Miniatura che mostra Misericordia e Verità, XIII secolo

Cosa vuol dire, quindi, “ecologia della misericordia” e come è integrabile in quanto detto fino ad ora? Si noti che “economia” ed “ecologia” hanno la stessa radice, indicante la “forma del comune della casa”, la “legge della casa”. Per riprodurre l'”in comune” non bastano i buoni propositi e sentimenti, ed è impensabile tornare all’economia che ha preceduto la sua caduta: bisogna partire dalle parole, dalla legge che impedisce il dominio dell’uno sull’altro e che aiuti a ritrovare le forme del senso di comunità. Certo, un processo di innata complessità: come la parola plexus da cui “complessità” deriva indica nodi e aggrovigliamenti difficili da districare, così noi dobbiamo immetterci nella strada che ci permetterà di ritrovare un’economia dove le relazioni sono all’insegna della misericordia. Il primo passo va fatto nel re-immaginare i nemici pubblici, gli inesistenti, coloro che conservano ancora un desiderio, per necessità, dell'”in comune”. Le donne sono storiche antagoniste pubbliche, chiamate a fare esercizi di immaginazione per il bene comune e ancora oggi possono offrire il loro prezioso contributo, senza alcuna semplificazione che non tenga conto della complessità del mondo di oggi, che ignori il realismo economico di necessità e sostentamento, pena l’impossibilità di realizzare le proprie proposte, o di crearne di troppo generiche. A loro spetta, poi, riassemblare il sociale: il filosofo Bruno Latour scrive che è oggi difficile immaginare un “noi” che non sia limitato a ciò che ci riguarda direttamente. È solo tramite una paziente e lenta ricucitura del tessuto sociale che possiamo ritrovare un “noi” nella moltitudine, nella misericordia, nell’economia ecologica. 

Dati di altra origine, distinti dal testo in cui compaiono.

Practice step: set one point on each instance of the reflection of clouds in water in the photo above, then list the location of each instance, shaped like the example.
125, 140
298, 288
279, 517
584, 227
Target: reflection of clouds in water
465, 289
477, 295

La professoressa Morra cita poi un’altra poesia, stavolta di Mariangela Gualtieri, intitolata Bambina Mia, che chiude la sua lezione con un senso di speranza: «Bambina mia,/ per te avrei dato tutti i giardini/ del mio regno, se fossi stata regina,/ fino all’ultima rosa, fino all’ultima piuma./ Tutto il regno per te./ E invece ti lascio baracche e spine,/ polveri pesanti su tutto lo scenario/ battiti molto forti/ palpebre cucite tutto intorno./ Ira nelle periferie della specie./ E al centro,/ ira./ Ma tu non credere a chi dipinge l’umano/ come una bestia zoppa e questo mondo/ come una palla alla fine./ Non credere a chi tinge tutto di buio pesto e/ di sangue. Lo fa perché è facile farlo./ Noi siamo solo confusi, credi./ Ma sentiamo. Sentiamo ancora./ Sentiamo ancora. Siamo ancora capaci/ di amare qualcosa./ Ancora proviamo pietà./ Tocca a te, ora,/ a te tocca la lavatura di queste croste/ delle cortecce vive./ C’è splendore/ in ogni cosa. Io l’ho visto./ Io ora lo vedo di più./ C’è splendore. Non avere paura./ Ciao faccia bella,/ gioia più grande./ L’amore è il tuo destino./ Sempre. Nient’altro./ Nient’altro. Nient’altro».

***

Articolo di Maria Chiara Pulcini

Ha vissuto la maggior parte dei suoi primi anni fuori dall’Italia, entrando in contatto con culture diverse. Consegue la laurea triennale in Scienze storiche del territorio e della cooperazione internazionale e la laurea magistrale in Storia e società, presso l’Università degli Studi Roma Tre. Si è specializzata in Relazioni internazionali e studi di genere. Attualmente frequenta il Master in Comunicazione storica.